Philip obtained his PhD in Economics from the Catholic University of Leuven in January 2003 with a dissertation on the political economy of development and genocide in Rwanda. He specialises in the economic causes and consequences of conflict at the micro-level. Philip has done quantitative work on the death toll of the genocide and on the demography of post-genocide Rwanda. Philip was a Fulbright-Hays Fellow at Yale University and worked for the World Bank as a Poverty Economist. He received the Jacques Rozenberg Award from the Auschwitz Foundation for his dissertation.
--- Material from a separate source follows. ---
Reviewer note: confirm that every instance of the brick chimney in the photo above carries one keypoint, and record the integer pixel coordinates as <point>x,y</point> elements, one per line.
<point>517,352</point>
Philip taught Development Economics at the Institute of Social Studies in The Hague and at the Universities of Antwerp, Leuven and Utrecht. Philip was a research fellow from the Fund for Scientific Research (Flanders, Belgium) and visiting fellow at ECARES (2007-2009). He currently holds the Marie and Alain Philippson Chair in Sustainable Human Development at the Solvay Brussels School of Economics and Management, Université Libre de Bruxelles.
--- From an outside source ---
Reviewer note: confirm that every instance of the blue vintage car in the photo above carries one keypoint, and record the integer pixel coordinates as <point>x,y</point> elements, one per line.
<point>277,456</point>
Philip is currently engaged in longitudinal studies of health, schooling and nutrition in Burundi where he is the lead researcher in a partnership between his university and UNICEF-Burundi, involving a.o. impact evaluation. Philip visited the Economics Department of UC Berkeley during the 2013 Fall semester.
Research Interests
Child health and nutrition; Impact Evaluation; Poverty; Inequality; Political Economy; Dictatorship; Civil war; Genocide; Human Rights; Household survey analysis; Central Africa.